Sometimes we don’t look the other way when it comes to meting out accountability to liars and their lies. Just ask Alex Murdaugh, convicted last week of the murder of his wife and son. The scion of a dynastic South Carolina family which had tremendous power in its little neck of the woods, Murdaugh mixed his heritage with more than a lethal dose of mendacity, reducing the big fish in a small pond legacy to pretty much pond scum.
Over these last several years, particularly the Trump years, the cable news descendants of Rush Limbaugh have moved their job description from provocateur to huckster. And it’s important to note that there is a world of difference between run-of-the-mill bias and the cynical hawking of known lies for money, spelled R-A-T-I-N-G-S.
The Pandora’s box of emails, texts and other evidence in the Dominion Voting Systems defamation lawsuit against Fox News is not as surprising as the outlets reporting this story (which may not include Fox itself) might have one to believe. Surprising that some of this was put in writing, yes, but not so much the content.

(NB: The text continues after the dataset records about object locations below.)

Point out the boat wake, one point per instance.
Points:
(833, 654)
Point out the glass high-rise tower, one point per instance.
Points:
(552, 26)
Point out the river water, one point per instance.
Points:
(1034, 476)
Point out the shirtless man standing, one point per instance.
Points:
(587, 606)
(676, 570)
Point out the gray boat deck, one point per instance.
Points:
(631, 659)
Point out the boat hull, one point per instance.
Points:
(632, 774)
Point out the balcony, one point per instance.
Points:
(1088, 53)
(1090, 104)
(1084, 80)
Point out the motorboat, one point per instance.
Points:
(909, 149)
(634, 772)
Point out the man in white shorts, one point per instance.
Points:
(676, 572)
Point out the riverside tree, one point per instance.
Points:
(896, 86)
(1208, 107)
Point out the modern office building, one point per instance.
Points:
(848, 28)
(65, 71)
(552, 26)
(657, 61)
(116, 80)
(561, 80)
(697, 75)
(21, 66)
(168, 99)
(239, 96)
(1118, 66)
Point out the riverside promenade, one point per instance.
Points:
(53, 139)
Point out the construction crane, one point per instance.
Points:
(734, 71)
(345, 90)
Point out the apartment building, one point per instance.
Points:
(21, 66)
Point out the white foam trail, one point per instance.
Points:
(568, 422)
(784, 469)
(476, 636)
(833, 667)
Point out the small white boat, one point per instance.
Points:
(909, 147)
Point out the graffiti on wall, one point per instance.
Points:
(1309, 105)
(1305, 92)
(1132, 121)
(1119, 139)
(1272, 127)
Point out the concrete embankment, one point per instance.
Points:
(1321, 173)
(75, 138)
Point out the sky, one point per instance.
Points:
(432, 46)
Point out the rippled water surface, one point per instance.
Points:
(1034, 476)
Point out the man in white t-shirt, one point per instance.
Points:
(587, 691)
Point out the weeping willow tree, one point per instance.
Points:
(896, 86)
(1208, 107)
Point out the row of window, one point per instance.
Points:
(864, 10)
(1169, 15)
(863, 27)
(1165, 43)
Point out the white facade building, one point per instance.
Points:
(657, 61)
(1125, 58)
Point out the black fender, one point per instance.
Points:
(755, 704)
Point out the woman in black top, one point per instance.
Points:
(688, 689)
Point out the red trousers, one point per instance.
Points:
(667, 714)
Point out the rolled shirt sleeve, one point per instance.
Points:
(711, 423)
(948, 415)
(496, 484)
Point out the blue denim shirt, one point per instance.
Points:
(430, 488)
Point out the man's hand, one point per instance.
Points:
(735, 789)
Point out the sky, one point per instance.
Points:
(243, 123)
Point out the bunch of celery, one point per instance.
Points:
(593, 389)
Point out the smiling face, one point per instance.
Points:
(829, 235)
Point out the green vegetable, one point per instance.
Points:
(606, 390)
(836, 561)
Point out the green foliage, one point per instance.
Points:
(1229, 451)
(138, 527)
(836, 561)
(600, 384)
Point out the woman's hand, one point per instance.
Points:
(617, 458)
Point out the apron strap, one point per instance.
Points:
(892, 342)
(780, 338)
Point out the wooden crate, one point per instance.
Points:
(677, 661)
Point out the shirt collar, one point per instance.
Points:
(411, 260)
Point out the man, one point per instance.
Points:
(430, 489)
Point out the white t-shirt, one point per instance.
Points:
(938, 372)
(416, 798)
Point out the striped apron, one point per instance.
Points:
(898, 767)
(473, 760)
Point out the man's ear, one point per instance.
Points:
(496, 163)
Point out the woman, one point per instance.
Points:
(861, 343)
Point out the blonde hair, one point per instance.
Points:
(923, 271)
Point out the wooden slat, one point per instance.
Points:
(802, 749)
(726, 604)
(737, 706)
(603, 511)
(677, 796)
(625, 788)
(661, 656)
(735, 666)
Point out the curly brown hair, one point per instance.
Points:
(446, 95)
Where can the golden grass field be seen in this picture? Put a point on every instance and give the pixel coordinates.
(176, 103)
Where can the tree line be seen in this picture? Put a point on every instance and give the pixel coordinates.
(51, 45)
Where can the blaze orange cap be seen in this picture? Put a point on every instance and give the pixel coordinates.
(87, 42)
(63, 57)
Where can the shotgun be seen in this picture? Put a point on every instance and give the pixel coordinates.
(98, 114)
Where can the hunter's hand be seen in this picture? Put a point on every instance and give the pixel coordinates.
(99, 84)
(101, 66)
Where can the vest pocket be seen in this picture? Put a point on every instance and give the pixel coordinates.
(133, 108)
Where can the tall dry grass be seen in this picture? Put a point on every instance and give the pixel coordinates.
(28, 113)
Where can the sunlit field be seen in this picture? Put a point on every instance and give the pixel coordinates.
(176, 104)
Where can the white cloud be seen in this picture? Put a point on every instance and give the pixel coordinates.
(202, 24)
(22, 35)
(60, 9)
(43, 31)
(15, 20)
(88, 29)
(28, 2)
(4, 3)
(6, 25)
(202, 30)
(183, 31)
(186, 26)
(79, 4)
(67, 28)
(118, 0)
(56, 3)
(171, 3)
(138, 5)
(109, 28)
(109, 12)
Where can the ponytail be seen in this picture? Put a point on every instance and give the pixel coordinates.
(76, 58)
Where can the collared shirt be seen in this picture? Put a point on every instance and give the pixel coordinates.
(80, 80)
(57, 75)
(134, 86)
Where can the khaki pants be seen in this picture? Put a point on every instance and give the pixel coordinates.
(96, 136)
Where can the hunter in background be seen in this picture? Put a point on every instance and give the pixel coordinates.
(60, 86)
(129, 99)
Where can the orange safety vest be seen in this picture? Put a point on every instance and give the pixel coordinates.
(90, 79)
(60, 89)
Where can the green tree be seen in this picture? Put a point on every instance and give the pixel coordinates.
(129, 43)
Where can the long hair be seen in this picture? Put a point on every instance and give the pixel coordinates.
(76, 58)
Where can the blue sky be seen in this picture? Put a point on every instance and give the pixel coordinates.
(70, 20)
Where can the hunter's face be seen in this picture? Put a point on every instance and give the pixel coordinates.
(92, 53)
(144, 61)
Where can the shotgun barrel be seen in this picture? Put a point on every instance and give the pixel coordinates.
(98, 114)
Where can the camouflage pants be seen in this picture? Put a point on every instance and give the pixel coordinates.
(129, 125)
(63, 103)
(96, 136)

Over at Fox, I’ve not been alone in wondering whether Tucker Carlson, Sean Hannity, Laura Ingraham and the decidedly lesser lights of that network were getting high on their own supply. But what has been revealed in dribs and drabs makes it pretty clear that they weren’t. They didn’t actually drink the Kool-Aid; they just passed it out, only asking whether strawberry, cherry or grape was preferred.
The cynicism of tailoring their lies to their audience demonstrates they have more in common with “gay-for-pay” porn stars than they do with decent people. To take that analogy one indelicate step further, they placed their bets that their audience would swallow, and not spit. But then again, maybe I have that comparison backward. It’s kind of hard to tell who’s doing who. (Mother would so not approve of this whole paragraph.)

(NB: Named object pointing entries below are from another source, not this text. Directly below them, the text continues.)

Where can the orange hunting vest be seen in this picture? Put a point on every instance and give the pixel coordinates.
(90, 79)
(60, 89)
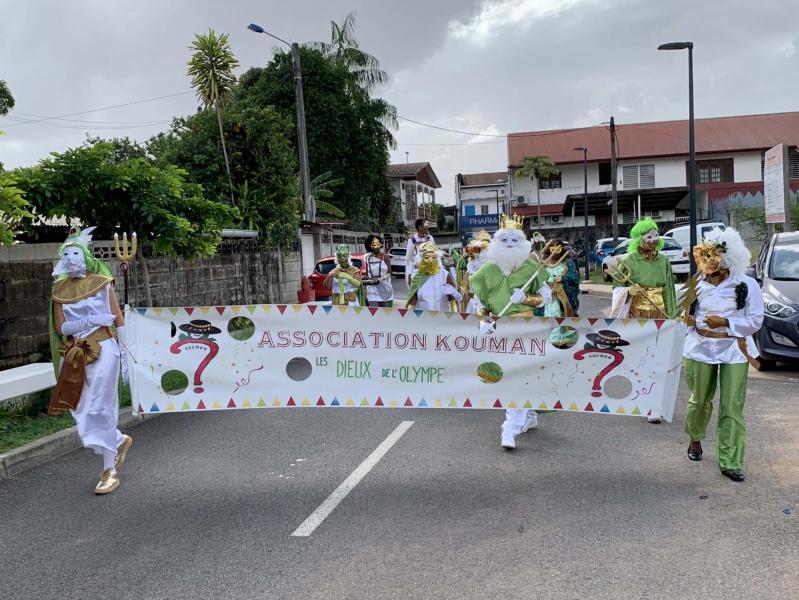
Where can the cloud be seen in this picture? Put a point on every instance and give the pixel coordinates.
(495, 17)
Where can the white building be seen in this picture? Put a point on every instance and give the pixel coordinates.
(415, 185)
(652, 168)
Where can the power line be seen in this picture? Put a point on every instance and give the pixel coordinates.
(84, 112)
(28, 116)
(531, 134)
(43, 123)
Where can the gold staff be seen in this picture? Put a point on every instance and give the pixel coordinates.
(125, 254)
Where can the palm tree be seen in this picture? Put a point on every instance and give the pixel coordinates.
(211, 71)
(322, 187)
(366, 74)
(536, 168)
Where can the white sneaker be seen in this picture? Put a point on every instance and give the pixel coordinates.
(531, 422)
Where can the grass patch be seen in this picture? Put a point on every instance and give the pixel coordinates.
(20, 428)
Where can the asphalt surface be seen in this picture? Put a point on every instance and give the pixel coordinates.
(588, 506)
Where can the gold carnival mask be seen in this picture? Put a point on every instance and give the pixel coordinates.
(708, 258)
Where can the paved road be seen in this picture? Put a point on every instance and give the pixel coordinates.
(587, 507)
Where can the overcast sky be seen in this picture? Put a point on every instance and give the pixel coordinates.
(492, 66)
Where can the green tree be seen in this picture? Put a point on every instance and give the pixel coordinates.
(6, 99)
(366, 75)
(13, 208)
(345, 133)
(170, 215)
(536, 168)
(263, 168)
(211, 71)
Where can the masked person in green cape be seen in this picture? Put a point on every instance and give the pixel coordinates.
(723, 309)
(432, 287)
(643, 281)
(510, 284)
(379, 290)
(86, 354)
(345, 280)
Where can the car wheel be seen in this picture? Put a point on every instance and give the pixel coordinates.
(766, 365)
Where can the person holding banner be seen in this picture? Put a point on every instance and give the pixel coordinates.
(723, 309)
(432, 287)
(379, 291)
(510, 284)
(415, 242)
(562, 278)
(345, 280)
(643, 281)
(86, 355)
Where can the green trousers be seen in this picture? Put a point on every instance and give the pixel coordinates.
(730, 431)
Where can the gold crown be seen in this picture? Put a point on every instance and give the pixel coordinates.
(514, 222)
(428, 247)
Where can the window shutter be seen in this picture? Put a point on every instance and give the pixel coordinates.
(630, 175)
(646, 176)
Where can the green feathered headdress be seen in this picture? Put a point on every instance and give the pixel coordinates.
(640, 229)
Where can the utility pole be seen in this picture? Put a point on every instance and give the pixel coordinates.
(614, 191)
(308, 204)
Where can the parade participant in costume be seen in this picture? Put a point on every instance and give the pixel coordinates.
(86, 355)
(643, 281)
(379, 291)
(476, 251)
(510, 284)
(723, 308)
(415, 242)
(432, 287)
(345, 280)
(562, 278)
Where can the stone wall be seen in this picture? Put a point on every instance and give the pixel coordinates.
(236, 277)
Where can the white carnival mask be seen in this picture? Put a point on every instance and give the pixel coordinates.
(72, 263)
(651, 237)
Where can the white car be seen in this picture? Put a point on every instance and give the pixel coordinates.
(683, 234)
(678, 258)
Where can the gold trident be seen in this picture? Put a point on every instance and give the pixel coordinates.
(125, 254)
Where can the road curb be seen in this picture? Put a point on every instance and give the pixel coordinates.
(53, 446)
(598, 293)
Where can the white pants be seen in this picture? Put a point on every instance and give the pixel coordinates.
(514, 420)
(98, 408)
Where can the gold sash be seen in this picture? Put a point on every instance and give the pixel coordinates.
(77, 353)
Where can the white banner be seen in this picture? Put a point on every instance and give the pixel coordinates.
(232, 357)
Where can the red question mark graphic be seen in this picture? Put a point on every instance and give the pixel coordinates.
(617, 356)
(213, 351)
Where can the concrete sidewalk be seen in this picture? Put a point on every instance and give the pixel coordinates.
(52, 446)
(597, 289)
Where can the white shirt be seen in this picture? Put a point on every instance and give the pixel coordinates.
(430, 295)
(414, 243)
(376, 268)
(720, 300)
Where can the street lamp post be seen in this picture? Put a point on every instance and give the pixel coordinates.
(584, 150)
(308, 204)
(691, 143)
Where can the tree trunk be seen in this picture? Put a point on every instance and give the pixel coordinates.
(224, 153)
(538, 196)
(145, 276)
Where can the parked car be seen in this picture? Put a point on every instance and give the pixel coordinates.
(683, 234)
(602, 249)
(397, 254)
(323, 267)
(678, 258)
(777, 272)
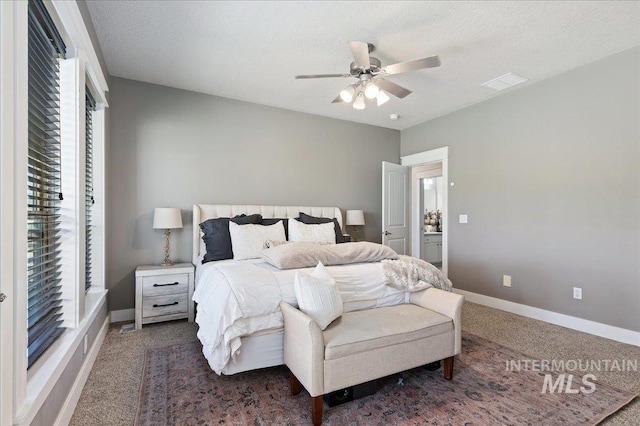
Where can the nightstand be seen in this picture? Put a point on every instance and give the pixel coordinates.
(164, 293)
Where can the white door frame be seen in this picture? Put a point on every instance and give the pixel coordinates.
(7, 188)
(401, 226)
(435, 155)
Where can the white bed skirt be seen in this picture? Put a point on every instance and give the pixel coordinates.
(258, 351)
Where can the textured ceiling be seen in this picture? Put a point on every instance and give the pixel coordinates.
(251, 51)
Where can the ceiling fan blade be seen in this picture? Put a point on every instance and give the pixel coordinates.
(418, 64)
(299, 77)
(393, 88)
(360, 51)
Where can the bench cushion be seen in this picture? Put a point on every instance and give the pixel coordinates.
(362, 331)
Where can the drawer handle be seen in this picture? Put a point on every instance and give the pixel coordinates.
(166, 304)
(164, 285)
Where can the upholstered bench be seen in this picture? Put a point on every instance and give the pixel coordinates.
(365, 345)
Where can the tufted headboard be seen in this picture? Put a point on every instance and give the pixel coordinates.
(202, 212)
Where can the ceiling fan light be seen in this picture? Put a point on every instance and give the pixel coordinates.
(347, 94)
(382, 97)
(371, 91)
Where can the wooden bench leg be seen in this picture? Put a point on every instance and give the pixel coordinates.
(448, 368)
(296, 387)
(316, 410)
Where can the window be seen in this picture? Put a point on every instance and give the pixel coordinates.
(90, 106)
(43, 177)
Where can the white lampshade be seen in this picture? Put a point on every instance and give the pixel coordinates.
(347, 94)
(382, 97)
(355, 217)
(167, 218)
(371, 91)
(359, 102)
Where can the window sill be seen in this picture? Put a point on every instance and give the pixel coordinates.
(45, 373)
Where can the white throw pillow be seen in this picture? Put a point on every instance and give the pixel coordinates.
(318, 295)
(323, 233)
(247, 241)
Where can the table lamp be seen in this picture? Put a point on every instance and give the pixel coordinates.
(355, 218)
(167, 218)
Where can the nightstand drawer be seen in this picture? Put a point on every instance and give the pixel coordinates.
(159, 285)
(165, 305)
(433, 238)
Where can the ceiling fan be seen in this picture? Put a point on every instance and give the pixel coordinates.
(371, 75)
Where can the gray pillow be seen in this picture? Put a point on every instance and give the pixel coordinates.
(313, 220)
(216, 236)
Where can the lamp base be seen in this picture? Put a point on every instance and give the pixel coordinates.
(167, 261)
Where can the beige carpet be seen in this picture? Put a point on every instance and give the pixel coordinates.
(110, 395)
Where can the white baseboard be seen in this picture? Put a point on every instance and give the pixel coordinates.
(591, 327)
(64, 417)
(123, 315)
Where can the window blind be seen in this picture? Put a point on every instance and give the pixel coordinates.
(90, 106)
(43, 179)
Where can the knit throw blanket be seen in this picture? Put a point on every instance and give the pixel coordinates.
(411, 274)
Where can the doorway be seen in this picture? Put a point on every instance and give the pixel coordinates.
(435, 159)
(429, 232)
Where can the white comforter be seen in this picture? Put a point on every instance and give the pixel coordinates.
(238, 298)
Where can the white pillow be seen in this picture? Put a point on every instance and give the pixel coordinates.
(318, 295)
(323, 233)
(247, 241)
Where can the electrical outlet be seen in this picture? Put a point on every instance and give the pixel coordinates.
(577, 293)
(506, 280)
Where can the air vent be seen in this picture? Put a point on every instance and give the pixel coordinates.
(504, 81)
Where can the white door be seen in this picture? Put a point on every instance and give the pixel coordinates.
(6, 370)
(395, 207)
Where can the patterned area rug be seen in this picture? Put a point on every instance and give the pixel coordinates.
(179, 388)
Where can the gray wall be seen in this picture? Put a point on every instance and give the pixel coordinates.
(550, 178)
(174, 148)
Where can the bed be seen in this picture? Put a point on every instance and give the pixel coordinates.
(240, 336)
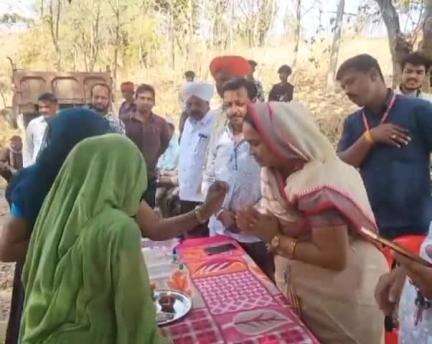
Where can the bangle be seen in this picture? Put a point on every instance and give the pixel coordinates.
(291, 248)
(199, 216)
(368, 137)
(219, 213)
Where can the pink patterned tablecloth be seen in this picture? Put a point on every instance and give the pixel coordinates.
(233, 301)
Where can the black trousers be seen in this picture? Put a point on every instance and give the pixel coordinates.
(198, 231)
(150, 194)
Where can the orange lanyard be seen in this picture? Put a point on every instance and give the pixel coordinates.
(384, 117)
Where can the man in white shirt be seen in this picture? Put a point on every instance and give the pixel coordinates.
(235, 165)
(193, 148)
(223, 69)
(415, 68)
(100, 103)
(35, 131)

Tucker Carlson, for whom the term “odious” could have been invented, is doubling down this week by whitewashing the January 6 insurrection. But how can one more misdirection, misrepresentation or downright lie make any difference now? Murdaugh had a whole line of defense that could be paraphrased, “Sure I lied about this, that and the other, but I’m telling the truth now. I did not murder my wife and son.” Tucker, sweetums, you know that didn’t work out so well for him, right?

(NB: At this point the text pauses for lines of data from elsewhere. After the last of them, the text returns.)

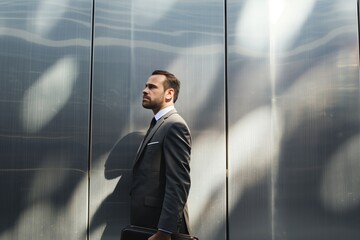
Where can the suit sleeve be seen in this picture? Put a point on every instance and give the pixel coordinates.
(177, 148)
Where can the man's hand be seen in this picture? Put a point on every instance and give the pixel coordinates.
(160, 236)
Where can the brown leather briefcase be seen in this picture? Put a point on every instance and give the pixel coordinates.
(140, 233)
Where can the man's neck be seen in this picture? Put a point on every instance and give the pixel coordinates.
(163, 111)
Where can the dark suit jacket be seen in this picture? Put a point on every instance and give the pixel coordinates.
(161, 176)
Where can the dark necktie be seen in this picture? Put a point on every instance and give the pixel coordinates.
(152, 124)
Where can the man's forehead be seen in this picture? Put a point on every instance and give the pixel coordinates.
(156, 79)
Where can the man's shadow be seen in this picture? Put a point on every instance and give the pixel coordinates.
(114, 211)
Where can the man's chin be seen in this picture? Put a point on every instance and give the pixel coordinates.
(147, 106)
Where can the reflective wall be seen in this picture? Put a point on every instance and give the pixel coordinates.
(45, 49)
(270, 91)
(293, 90)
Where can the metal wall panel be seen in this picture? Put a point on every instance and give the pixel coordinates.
(44, 102)
(133, 38)
(294, 135)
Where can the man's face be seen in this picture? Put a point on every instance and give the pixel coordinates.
(154, 93)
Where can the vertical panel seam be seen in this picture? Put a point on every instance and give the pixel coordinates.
(90, 115)
(226, 126)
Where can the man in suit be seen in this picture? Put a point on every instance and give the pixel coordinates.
(161, 171)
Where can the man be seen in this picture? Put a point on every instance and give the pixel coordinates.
(161, 171)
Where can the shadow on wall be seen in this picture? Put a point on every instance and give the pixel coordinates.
(114, 211)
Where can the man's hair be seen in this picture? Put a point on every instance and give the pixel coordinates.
(170, 82)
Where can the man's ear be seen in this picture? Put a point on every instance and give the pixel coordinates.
(169, 95)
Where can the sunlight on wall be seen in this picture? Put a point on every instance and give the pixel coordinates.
(254, 150)
(48, 14)
(340, 183)
(260, 19)
(146, 13)
(48, 95)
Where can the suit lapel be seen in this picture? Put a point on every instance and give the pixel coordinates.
(152, 132)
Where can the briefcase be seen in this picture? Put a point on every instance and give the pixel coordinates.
(140, 233)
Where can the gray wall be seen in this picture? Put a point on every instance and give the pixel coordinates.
(270, 90)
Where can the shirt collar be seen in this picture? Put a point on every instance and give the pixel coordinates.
(163, 111)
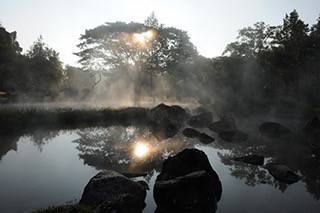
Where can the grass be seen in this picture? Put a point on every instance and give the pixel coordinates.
(13, 120)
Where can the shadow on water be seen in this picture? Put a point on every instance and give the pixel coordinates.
(112, 147)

It’s clear that Fox has limited its “news” to what its viewers want to be told, which is eerily similar to someone who is being paid for sex moaning, “Oh, baby, you’re the best!” while secretly thinking the client is just another mark for the con. It’s 21st-century mendacity with its “powerful and obnoxious odor,” as Big Daddy termed it. “It smells like death.”
What isn’t clear is how this is all going to play out in this lawsuit, specifically, and in society, more generally. Perhaps we could start by figuring out how to backtrack to petty hypocrisies from the serious mendacity with which we’re currently dealing. That, and chanting “liar, liar, pants on fire” whenever the occasion calls for it.
As Shakespeare said in The Merchant of Venice, “At the length truth will out.” And as Jesus said in John 8:32, “Ye shall know the truth, and the truth shall make you free.”
So come on, Rupert and Tucker and Sean and Laura. I don’t think you want to argue with Shakespeare. And you sure as hell don’t want to mess with Jesus Christ. Certainly not with your audience.